Pirke Avot 1:17--“Shimon the son of Rabban Gamliel said: All my life I have been raised among the Sages, and I have not found anything better for oneself than silence. Study is not the primary thing but action. Whoever talks excessively brings about sin.”
May 19, 2017
23 Iyar 5777
Shabbat Behar/Bechukotai 25:1-27:34
Sometimes it gets hard to find the peace of Shabbat with the political storm swirling around. Sandy wants to know why I keep watching and listening to the news. It is hard to explain. At the same time, I know that whatever I write and how I see the world comes from my liberal, progressive views. I accept this and, yes, embrace this. Some people who get my Shabbat Shalom write me back complaining about my perspective and some have asked to be removed from my blog. Others write and say “thank you” for my words. I have tried hard over the last several weeks not to get caught up in writing about our country’s direction, leadership, politics and more. Shimon ben Rabban Gamaliel urges me to keep silence with his words at the top of the page. Action is the primary thing. Too much talk or, in my case, writing can bring about sin. But the time comes when I must say something and, at the same time, I continue to act.

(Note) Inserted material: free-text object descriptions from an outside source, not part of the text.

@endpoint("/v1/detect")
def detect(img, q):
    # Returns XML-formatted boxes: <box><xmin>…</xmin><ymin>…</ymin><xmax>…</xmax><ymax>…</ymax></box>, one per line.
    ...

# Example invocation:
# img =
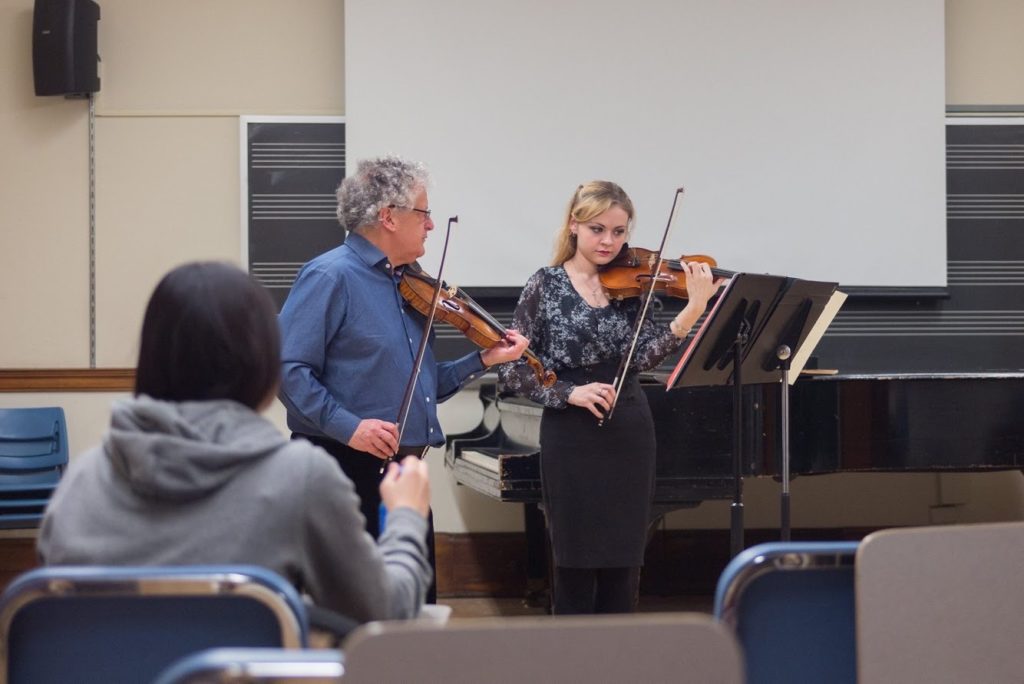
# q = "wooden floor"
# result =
<box><xmin>439</xmin><ymin>594</ymin><xmax>714</xmax><ymax>619</ymax></box>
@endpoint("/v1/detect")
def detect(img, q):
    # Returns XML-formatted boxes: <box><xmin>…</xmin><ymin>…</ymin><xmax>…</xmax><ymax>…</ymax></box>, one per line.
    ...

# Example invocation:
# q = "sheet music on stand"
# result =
<box><xmin>664</xmin><ymin>272</ymin><xmax>843</xmax><ymax>554</ymax></box>
<box><xmin>667</xmin><ymin>275</ymin><xmax>842</xmax><ymax>388</ymax></box>
<box><xmin>786</xmin><ymin>290</ymin><xmax>846</xmax><ymax>384</ymax></box>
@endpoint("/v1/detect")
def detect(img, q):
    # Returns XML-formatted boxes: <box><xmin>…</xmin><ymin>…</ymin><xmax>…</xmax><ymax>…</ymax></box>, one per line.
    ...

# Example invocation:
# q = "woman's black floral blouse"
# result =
<box><xmin>498</xmin><ymin>266</ymin><xmax>683</xmax><ymax>408</ymax></box>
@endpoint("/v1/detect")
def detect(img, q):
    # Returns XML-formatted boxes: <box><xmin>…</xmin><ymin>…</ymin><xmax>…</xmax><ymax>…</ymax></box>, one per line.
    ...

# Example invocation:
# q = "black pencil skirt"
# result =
<box><xmin>540</xmin><ymin>364</ymin><xmax>656</xmax><ymax>568</ymax></box>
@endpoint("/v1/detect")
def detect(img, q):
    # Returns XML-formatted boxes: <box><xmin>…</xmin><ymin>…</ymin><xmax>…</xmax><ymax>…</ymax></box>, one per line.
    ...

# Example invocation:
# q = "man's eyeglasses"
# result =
<box><xmin>388</xmin><ymin>204</ymin><xmax>432</xmax><ymax>219</ymax></box>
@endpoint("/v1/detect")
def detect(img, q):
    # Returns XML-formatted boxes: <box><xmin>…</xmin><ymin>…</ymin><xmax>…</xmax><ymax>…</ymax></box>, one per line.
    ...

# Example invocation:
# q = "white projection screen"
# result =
<box><xmin>344</xmin><ymin>0</ymin><xmax>946</xmax><ymax>288</ymax></box>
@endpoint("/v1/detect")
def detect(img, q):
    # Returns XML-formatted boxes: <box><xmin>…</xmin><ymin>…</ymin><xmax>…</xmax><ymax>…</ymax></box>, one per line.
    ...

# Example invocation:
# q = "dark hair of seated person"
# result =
<box><xmin>134</xmin><ymin>261</ymin><xmax>281</xmax><ymax>409</ymax></box>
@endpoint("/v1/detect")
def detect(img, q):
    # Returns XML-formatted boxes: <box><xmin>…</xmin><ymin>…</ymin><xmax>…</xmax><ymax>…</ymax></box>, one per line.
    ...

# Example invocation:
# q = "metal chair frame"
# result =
<box><xmin>0</xmin><ymin>565</ymin><xmax>309</xmax><ymax>684</ymax></box>
<box><xmin>154</xmin><ymin>648</ymin><xmax>344</xmax><ymax>684</ymax></box>
<box><xmin>714</xmin><ymin>541</ymin><xmax>860</xmax><ymax>684</ymax></box>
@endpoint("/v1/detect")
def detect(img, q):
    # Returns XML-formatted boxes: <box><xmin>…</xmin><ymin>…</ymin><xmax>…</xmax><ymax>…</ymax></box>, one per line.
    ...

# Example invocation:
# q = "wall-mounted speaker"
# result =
<box><xmin>32</xmin><ymin>0</ymin><xmax>100</xmax><ymax>97</ymax></box>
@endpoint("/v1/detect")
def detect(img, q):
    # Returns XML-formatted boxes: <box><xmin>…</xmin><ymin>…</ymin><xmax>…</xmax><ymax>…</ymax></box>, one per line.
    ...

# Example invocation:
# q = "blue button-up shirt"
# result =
<box><xmin>278</xmin><ymin>233</ymin><xmax>485</xmax><ymax>448</ymax></box>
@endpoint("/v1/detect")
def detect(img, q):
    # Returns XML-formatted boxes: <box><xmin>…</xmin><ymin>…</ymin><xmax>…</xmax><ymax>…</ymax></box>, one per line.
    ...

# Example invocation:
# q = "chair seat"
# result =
<box><xmin>0</xmin><ymin>407</ymin><xmax>68</xmax><ymax>474</ymax></box>
<box><xmin>0</xmin><ymin>407</ymin><xmax>68</xmax><ymax>530</ymax></box>
<box><xmin>0</xmin><ymin>514</ymin><xmax>45</xmax><ymax>530</ymax></box>
<box><xmin>0</xmin><ymin>484</ymin><xmax>56</xmax><ymax>497</ymax></box>
<box><xmin>0</xmin><ymin>498</ymin><xmax>51</xmax><ymax>510</ymax></box>
<box><xmin>0</xmin><ymin>474</ymin><xmax>61</xmax><ymax>489</ymax></box>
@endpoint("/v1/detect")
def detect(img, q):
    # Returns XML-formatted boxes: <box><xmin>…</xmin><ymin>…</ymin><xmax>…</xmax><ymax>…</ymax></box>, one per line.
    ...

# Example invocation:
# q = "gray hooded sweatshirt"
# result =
<box><xmin>38</xmin><ymin>396</ymin><xmax>431</xmax><ymax>623</ymax></box>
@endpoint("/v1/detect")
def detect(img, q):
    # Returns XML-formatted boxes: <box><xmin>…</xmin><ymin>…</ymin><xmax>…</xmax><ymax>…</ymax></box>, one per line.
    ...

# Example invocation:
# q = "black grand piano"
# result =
<box><xmin>446</xmin><ymin>372</ymin><xmax>1024</xmax><ymax>515</ymax></box>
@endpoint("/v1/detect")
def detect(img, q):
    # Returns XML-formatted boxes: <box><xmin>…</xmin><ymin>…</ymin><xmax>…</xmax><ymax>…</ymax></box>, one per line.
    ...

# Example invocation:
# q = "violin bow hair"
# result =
<box><xmin>600</xmin><ymin>187</ymin><xmax>684</xmax><ymax>426</ymax></box>
<box><xmin>385</xmin><ymin>215</ymin><xmax>458</xmax><ymax>472</ymax></box>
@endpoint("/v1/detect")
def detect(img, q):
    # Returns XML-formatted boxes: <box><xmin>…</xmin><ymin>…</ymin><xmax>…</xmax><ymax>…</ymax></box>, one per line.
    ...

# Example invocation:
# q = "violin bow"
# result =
<box><xmin>600</xmin><ymin>187</ymin><xmax>685</xmax><ymax>426</ymax></box>
<box><xmin>384</xmin><ymin>215</ymin><xmax>458</xmax><ymax>473</ymax></box>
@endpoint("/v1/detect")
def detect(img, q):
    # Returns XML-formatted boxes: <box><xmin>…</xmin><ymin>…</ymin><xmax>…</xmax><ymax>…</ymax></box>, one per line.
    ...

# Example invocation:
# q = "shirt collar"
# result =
<box><xmin>346</xmin><ymin>232</ymin><xmax>395</xmax><ymax>275</ymax></box>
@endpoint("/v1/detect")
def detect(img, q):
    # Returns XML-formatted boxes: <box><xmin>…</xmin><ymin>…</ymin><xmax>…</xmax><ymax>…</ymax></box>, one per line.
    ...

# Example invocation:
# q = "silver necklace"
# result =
<box><xmin>566</xmin><ymin>263</ymin><xmax>602</xmax><ymax>299</ymax></box>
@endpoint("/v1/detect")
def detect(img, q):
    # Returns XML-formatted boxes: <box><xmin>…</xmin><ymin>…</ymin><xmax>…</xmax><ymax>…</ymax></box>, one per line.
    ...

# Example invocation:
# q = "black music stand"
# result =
<box><xmin>666</xmin><ymin>273</ymin><xmax>839</xmax><ymax>556</ymax></box>
<box><xmin>737</xmin><ymin>277</ymin><xmax>840</xmax><ymax>542</ymax></box>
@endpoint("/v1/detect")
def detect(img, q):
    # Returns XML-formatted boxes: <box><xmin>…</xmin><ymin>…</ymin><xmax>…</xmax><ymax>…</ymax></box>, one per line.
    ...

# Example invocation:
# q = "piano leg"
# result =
<box><xmin>524</xmin><ymin>502</ymin><xmax>552</xmax><ymax>613</ymax></box>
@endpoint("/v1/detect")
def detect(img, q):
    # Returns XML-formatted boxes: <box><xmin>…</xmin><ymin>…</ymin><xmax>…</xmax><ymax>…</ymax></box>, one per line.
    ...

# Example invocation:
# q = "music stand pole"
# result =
<box><xmin>730</xmin><ymin>322</ymin><xmax>750</xmax><ymax>558</ymax></box>
<box><xmin>777</xmin><ymin>345</ymin><xmax>792</xmax><ymax>541</ymax></box>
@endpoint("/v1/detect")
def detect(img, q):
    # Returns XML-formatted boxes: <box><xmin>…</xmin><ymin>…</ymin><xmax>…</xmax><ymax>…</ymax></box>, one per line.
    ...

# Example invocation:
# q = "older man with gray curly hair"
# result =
<box><xmin>278</xmin><ymin>155</ymin><xmax>528</xmax><ymax>605</ymax></box>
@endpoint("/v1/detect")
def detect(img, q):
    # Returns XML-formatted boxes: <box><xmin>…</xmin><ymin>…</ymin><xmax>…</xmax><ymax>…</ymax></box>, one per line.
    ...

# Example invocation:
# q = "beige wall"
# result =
<box><xmin>946</xmin><ymin>0</ymin><xmax>1024</xmax><ymax>105</ymax></box>
<box><xmin>1</xmin><ymin>0</ymin><xmax>1021</xmax><ymax>534</ymax></box>
<box><xmin>1</xmin><ymin>4</ymin><xmax>91</xmax><ymax>367</ymax></box>
<box><xmin>1</xmin><ymin>0</ymin><xmax>344</xmax><ymax>369</ymax></box>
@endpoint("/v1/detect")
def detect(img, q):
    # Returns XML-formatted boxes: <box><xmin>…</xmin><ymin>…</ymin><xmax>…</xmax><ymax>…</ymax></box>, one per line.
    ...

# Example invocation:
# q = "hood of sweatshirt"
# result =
<box><xmin>104</xmin><ymin>395</ymin><xmax>289</xmax><ymax>502</ymax></box>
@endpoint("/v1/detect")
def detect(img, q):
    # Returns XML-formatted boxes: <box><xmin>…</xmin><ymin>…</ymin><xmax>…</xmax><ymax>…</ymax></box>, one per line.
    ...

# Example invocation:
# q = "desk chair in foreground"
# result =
<box><xmin>714</xmin><ymin>541</ymin><xmax>859</xmax><ymax>684</ymax></box>
<box><xmin>340</xmin><ymin>613</ymin><xmax>743</xmax><ymax>684</ymax></box>
<box><xmin>856</xmin><ymin>521</ymin><xmax>1024</xmax><ymax>684</ymax></box>
<box><xmin>0</xmin><ymin>565</ymin><xmax>309</xmax><ymax>684</ymax></box>
<box><xmin>0</xmin><ymin>407</ymin><xmax>68</xmax><ymax>529</ymax></box>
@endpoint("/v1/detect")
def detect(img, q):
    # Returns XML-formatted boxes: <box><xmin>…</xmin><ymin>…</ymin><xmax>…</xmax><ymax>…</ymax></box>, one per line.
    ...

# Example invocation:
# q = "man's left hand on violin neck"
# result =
<box><xmin>479</xmin><ymin>330</ymin><xmax>530</xmax><ymax>367</ymax></box>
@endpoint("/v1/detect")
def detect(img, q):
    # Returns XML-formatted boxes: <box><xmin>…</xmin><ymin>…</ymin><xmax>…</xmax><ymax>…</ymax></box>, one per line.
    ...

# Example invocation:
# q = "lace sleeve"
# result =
<box><xmin>630</xmin><ymin>301</ymin><xmax>685</xmax><ymax>372</ymax></box>
<box><xmin>498</xmin><ymin>270</ymin><xmax>574</xmax><ymax>408</ymax></box>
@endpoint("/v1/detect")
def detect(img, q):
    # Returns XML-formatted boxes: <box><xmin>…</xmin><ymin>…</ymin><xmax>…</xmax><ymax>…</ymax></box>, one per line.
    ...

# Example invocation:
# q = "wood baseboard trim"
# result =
<box><xmin>0</xmin><ymin>538</ymin><xmax>39</xmax><ymax>593</ymax></box>
<box><xmin>0</xmin><ymin>369</ymin><xmax>135</xmax><ymax>392</ymax></box>
<box><xmin>435</xmin><ymin>527</ymin><xmax>880</xmax><ymax>598</ymax></box>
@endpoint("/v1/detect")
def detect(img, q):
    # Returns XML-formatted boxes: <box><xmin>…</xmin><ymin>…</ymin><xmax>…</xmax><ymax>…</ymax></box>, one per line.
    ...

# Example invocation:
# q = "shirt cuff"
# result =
<box><xmin>455</xmin><ymin>350</ymin><xmax>488</xmax><ymax>383</ymax></box>
<box><xmin>328</xmin><ymin>408</ymin><xmax>362</xmax><ymax>446</ymax></box>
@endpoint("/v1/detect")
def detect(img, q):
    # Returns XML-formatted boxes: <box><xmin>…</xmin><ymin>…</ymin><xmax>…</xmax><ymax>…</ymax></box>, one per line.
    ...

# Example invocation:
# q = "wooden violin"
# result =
<box><xmin>599</xmin><ymin>246</ymin><xmax>734</xmax><ymax>301</ymax></box>
<box><xmin>399</xmin><ymin>264</ymin><xmax>557</xmax><ymax>387</ymax></box>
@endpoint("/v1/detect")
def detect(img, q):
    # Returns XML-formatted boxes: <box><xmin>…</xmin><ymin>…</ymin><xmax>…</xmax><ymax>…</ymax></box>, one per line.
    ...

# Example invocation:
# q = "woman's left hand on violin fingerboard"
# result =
<box><xmin>681</xmin><ymin>261</ymin><xmax>723</xmax><ymax>310</ymax></box>
<box><xmin>480</xmin><ymin>330</ymin><xmax>529</xmax><ymax>367</ymax></box>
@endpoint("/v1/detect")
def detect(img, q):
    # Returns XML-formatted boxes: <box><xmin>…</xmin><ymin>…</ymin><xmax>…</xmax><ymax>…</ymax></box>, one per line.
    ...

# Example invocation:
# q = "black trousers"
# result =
<box><xmin>294</xmin><ymin>434</ymin><xmax>437</xmax><ymax>604</ymax></box>
<box><xmin>553</xmin><ymin>566</ymin><xmax>640</xmax><ymax>615</ymax></box>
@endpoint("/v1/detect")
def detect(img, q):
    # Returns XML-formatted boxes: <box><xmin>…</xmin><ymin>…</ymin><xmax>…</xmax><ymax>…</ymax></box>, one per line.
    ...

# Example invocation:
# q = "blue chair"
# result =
<box><xmin>154</xmin><ymin>648</ymin><xmax>344</xmax><ymax>684</ymax></box>
<box><xmin>0</xmin><ymin>565</ymin><xmax>309</xmax><ymax>684</ymax></box>
<box><xmin>713</xmin><ymin>541</ymin><xmax>859</xmax><ymax>684</ymax></box>
<box><xmin>0</xmin><ymin>407</ymin><xmax>68</xmax><ymax>529</ymax></box>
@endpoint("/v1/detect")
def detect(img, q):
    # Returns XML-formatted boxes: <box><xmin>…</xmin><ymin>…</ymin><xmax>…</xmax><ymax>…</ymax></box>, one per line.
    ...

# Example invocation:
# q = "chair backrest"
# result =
<box><xmin>0</xmin><ymin>407</ymin><xmax>68</xmax><ymax>474</ymax></box>
<box><xmin>153</xmin><ymin>648</ymin><xmax>344</xmax><ymax>684</ymax></box>
<box><xmin>0</xmin><ymin>565</ymin><xmax>309</xmax><ymax>684</ymax></box>
<box><xmin>856</xmin><ymin>522</ymin><xmax>1024</xmax><ymax>684</ymax></box>
<box><xmin>0</xmin><ymin>407</ymin><xmax>68</xmax><ymax>529</ymax></box>
<box><xmin>713</xmin><ymin>541</ymin><xmax>859</xmax><ymax>684</ymax></box>
<box><xmin>340</xmin><ymin>613</ymin><xmax>743</xmax><ymax>684</ymax></box>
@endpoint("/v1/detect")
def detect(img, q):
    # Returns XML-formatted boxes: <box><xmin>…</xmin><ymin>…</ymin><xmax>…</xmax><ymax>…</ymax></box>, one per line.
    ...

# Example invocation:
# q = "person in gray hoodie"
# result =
<box><xmin>38</xmin><ymin>261</ymin><xmax>433</xmax><ymax>624</ymax></box>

I must be honest; our nation has turned an uncomfortable corner. Anything we don’t believe becomes fake news. Tweets become the new news. (I don’t have a twitter account.) Alternative facts are put forward as truth. Spin is spinning so fast I think the top is going to explode. There are the inevitable accusations and denials leading some to Shakespeare’s famous line from Hamlet, “The lady doth protest too much, methinks.” Every day is something new and you don’t even know where it is going to come from. Twenty-four-hour news-cycles don’t help either because it needs content and they find content wherever they look. I am not going to point any fingers, but, I believe, we need to take a deep breath for a moment. Our parasha this week begins, “Adonai spoke to Moses on Mt. Sinai: Speak to the Israelite people and say to them: When you enter the land that I assign to you, the land shall observe a sabbath of Adonai.” God wants to give the land a sabbatical, some time to rest. I think that is what many people are hoping for on the political landscape as well.
The last four months have been exhausting. Some are cheering and some are jeering. Some, I believe, want to lock him up and others want him to be able to do his job and carry out his promises. Some want congress to be productive and some want it to be obstructionist. We’ve been in this cycle of partisanship for so long that no one knows or has the will to move forward and get us out of this mess. We, the people, in the meantime are the ones who suffer. We suffer economically. We suffer psychologically. We suffer emotionally. And, like the land, we need to take a break and encourage some healing. This will only happen if we stop demonizing the opposition, minorities, foreigners, other religions and remember that this country for the last 200+ years has absorbed people from all over the world. People came here looking for hope and opportunity. People came here fleeing what was bad and oppressive elsewhere. We’ve forgotten that we are all immigrants to this land and we all have a stake in its future. If we keep pointing fingers and lying and believing fake news and reading tweets that are divisive, the ground will never heal and won’t be productive for the future. At the same time, I want our government to make sure that our democracy is strong, its citizens needs addressed, and religion and state kept separate.
I know that any sabbatical won’t last long, but a deep breath would be appreciated. There are a lot of things floating around out there that need to be clarified and resolved. Questions need to be asked and honest answers heard. At some point, due process must take its course and, after that, we must work to move forward learning to talk to each other once again as hard as that may be. 240+ years ago, this country declared its independence from the monarchy of England. Over hills and valleys, we have muddled forward creating something good and important. People want a piece of this goodness. Let’s find a way to keep it strong and bright.
When you light your Shabbat candles this evening, light for the hope of a better tomorrow filled with love and kindness and peace. Light the other candle and let its flame be calm to the everyday storms that we feel around us.